Die Eurogruppe berät heute ab 19 Uhr über Bedingungen für neue Hilfszahlungen. Grundlage sind die jüngsten Reformvorschläge aus Athen, die erst am Montag in buchstäblich letzter Minute beim EU-Sondergipfel auf den Tisch kamen.

Athen ist demnach jetzt doch bereit, im Rentensystem zu kürzen. Frühverrentungen sollen zurückgeschnitten, Krankenversicherungsbeiträge für Rentner erhöht werden. Zudem soll eine Sondersteuer für Bürger mit einem Jahresbruttoeinkommen von mehr als 30 000 Euro eingeführt werden. Auch Unternehmen mit Jahresgewinnen ab einer halben Million Euro sollen höhere Steuern bezahlen. Die umstrittene Immobiliensteuer soll bleiben, Militärausgaben jedoch gleichzeitig um jährlich 200 Millionen Euro gekürzt werden. Insgesamt sollen so acht Milliarden Euro pro Jahr zusammen kommen.

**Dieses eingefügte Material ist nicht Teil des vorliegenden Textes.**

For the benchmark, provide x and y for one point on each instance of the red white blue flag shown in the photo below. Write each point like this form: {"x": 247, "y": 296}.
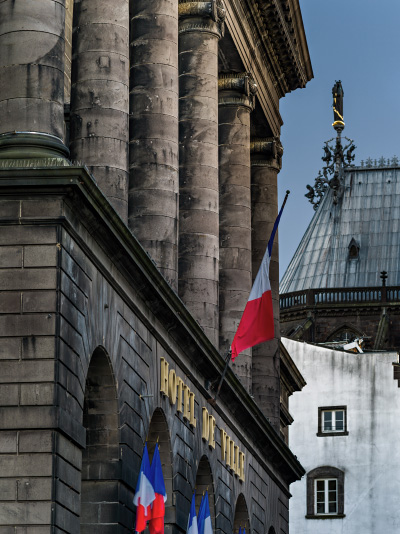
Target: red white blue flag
{"x": 144, "y": 495}
{"x": 156, "y": 525}
{"x": 257, "y": 322}
{"x": 204, "y": 516}
{"x": 192, "y": 521}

Im Gegenzug will Athen durchsetzen, 27 Milliarden Euro an Verbindlichkeiten gegenüber der EZB auf den Euro-Rettungsschirm ESM umzuschichten. Damit will es fällige Zinsen senken, denn die ESM-Kredite sind günstiger. Die Eurogruppe will sich darauf aber bislang nicht einlassen.

Einigen sich die Finanzminister, sollen die Staats- und Regierungschefs auf ihrem Gipfel morgen und am Freitag die Vereinbarung beschließen. Athen müsste sie nach Auffassung des Bundesfinanzministeriums zunächst aber durch das eigene Parlament bringen, bevor der Bundestag entscheidet. Die Abstimmung in Berlin könnte am Montag oder Dienstag folgen.

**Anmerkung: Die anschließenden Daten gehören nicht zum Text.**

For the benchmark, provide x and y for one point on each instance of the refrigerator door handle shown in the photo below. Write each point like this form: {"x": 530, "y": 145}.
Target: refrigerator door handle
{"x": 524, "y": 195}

DIW-Präsident Marcel Fratzscher warnte vor der Illusion, die Griechenland-Krise sei mit dieser Einigung vorüber. "Wir werden uns damit abfinden müssen, dass die Hängepartie der vergangenen Monate sich noch lange Zeit fortsetzen wird", sagte der Chef des Deutschen Instituts für Wirtschaftsforschung (DIW). "Es ist eine Illusion, die Griechenland-Krise würde nun schnell gelöst werden können." Vor allem die Frage des von Griechenland verlangten Schuldenschnitts werde weiterhin ungelöst bleiben.